Der statistische Tourismus-Boom verdeckt die drastischen realen Verluste der Branche
Auf dem Papier sieht alles nach einem Erfolg aus: 2025 war ein absolutes Rekordjahr für den Tourismus in Deutschland. Doch die nackten Zahlen des Statistischen Bundesamtes (Destatis) offenbaren eine gefährliche Illusion. Während die nominalen Einnahmen von Hotels, Pensionen und Restaurants um 1,4 Prozent gegenüber dem Vorjahr stiegen, bleibt unterm Strich ein dickes Minus.
Der Grund ist die hartnäckige Inflation. Bereinigt um die Preissteigerungen verzeichnete das Gastgewerbe einen realen Umsatzrückgang von 2,1 Prozent. Das Umsatzplus existiert also nur, weil die Preise massiv angehoben wurden, nicht weil mehr konsumiert wurde.

Besonders hart trifft es die Beherbergungsbetriebe.
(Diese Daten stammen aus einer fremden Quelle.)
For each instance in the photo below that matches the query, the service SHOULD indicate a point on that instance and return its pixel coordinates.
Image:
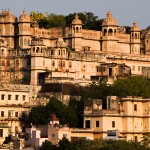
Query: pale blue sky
(124, 11)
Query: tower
(109, 34)
(135, 39)
(8, 24)
(37, 61)
(24, 31)
(76, 32)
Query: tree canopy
(89, 20)
(42, 114)
(97, 144)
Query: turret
(24, 31)
(76, 32)
(37, 61)
(109, 33)
(135, 39)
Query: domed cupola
(9, 17)
(135, 27)
(135, 39)
(76, 21)
(109, 21)
(24, 17)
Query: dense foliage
(42, 114)
(131, 86)
(89, 20)
(97, 144)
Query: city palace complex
(31, 57)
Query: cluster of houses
(32, 58)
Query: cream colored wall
(13, 100)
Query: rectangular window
(2, 97)
(110, 71)
(133, 68)
(139, 68)
(16, 97)
(136, 139)
(9, 97)
(53, 135)
(1, 132)
(135, 107)
(64, 135)
(2, 113)
(16, 129)
(24, 97)
(16, 114)
(97, 124)
(113, 124)
(87, 124)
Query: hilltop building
(33, 55)
(125, 118)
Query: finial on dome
(9, 11)
(109, 14)
(76, 17)
(24, 11)
(134, 24)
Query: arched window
(63, 63)
(133, 68)
(29, 42)
(105, 32)
(8, 62)
(37, 49)
(77, 29)
(110, 32)
(115, 32)
(3, 62)
(17, 62)
(21, 41)
(70, 65)
(135, 35)
(80, 29)
(59, 64)
(25, 42)
(64, 52)
(2, 51)
(53, 63)
(28, 62)
(59, 53)
(138, 36)
(33, 49)
(132, 35)
(73, 29)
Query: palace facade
(33, 55)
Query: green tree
(42, 114)
(132, 86)
(89, 20)
(64, 144)
(47, 145)
(37, 115)
(36, 16)
(52, 20)
(146, 140)
(121, 145)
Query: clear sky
(124, 11)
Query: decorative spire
(134, 24)
(24, 11)
(76, 17)
(109, 14)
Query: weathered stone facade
(29, 54)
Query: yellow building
(126, 118)
(33, 55)
(15, 103)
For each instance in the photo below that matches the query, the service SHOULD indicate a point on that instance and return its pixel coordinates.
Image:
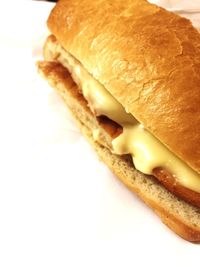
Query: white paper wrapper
(60, 206)
(186, 8)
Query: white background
(60, 206)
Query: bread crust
(182, 218)
(147, 57)
(53, 52)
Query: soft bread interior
(181, 217)
(53, 51)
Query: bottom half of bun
(181, 217)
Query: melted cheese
(147, 151)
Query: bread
(54, 52)
(181, 217)
(146, 69)
(152, 53)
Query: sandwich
(129, 72)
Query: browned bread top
(147, 57)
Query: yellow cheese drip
(147, 151)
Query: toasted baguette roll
(144, 62)
(181, 217)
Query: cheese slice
(147, 151)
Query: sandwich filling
(147, 152)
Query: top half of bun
(149, 60)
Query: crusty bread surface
(53, 51)
(181, 217)
(147, 57)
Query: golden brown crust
(147, 57)
(181, 217)
(51, 52)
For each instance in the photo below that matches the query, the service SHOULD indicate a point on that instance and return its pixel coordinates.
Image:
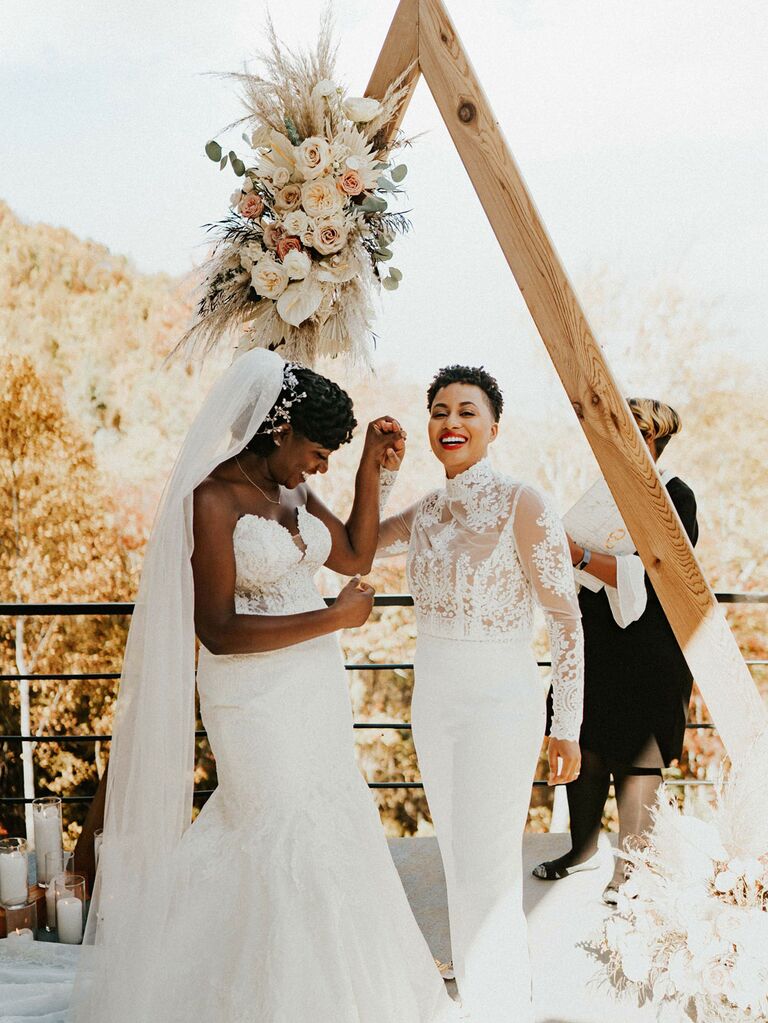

Trotz voller Häuser und Rekord-Übernachtungszahlen mussten Hotels und Pensionen ein reales Umsatzminus von 2,0 Prozent hinnehmen. Der Schein trügt massiv: Mehr Gäste bedeuten aktuell nicht automatisch mehr Gewinnkraft.
Essen gehen verkommt für den Mittelstand endgültig zum unbezahlbaren Luxusgut
Die Gastronomie befindet sich in einer noch precäreren Lage als die Hotellerie. Der Besuch im Restaurant ist für weite Teile der Bevölkerung kaum noch finanzierbar. Diese Kaufkraftzurückhaltung schlägt sich brutal in den Büchern nieder: Im vergangenen Jahr schrumpfte der Umsatz der Gastronomen laut Destatis um 2,2 Prozent.
Selbst das traditionell umsatzstarke Weihnachtsgeschäft konnte das Ruder nicht herumreißen. Im Dezember 2025 stiegen die nominalen Umsätze zwar um 1,4 Prozent im Jahresvergleich, doch real bedeutete dies einen Absturz um 1,8 Prozent. Die Feierlaune der Deutschen wird durch den Blick auf die Speisekarte massiv gebremst.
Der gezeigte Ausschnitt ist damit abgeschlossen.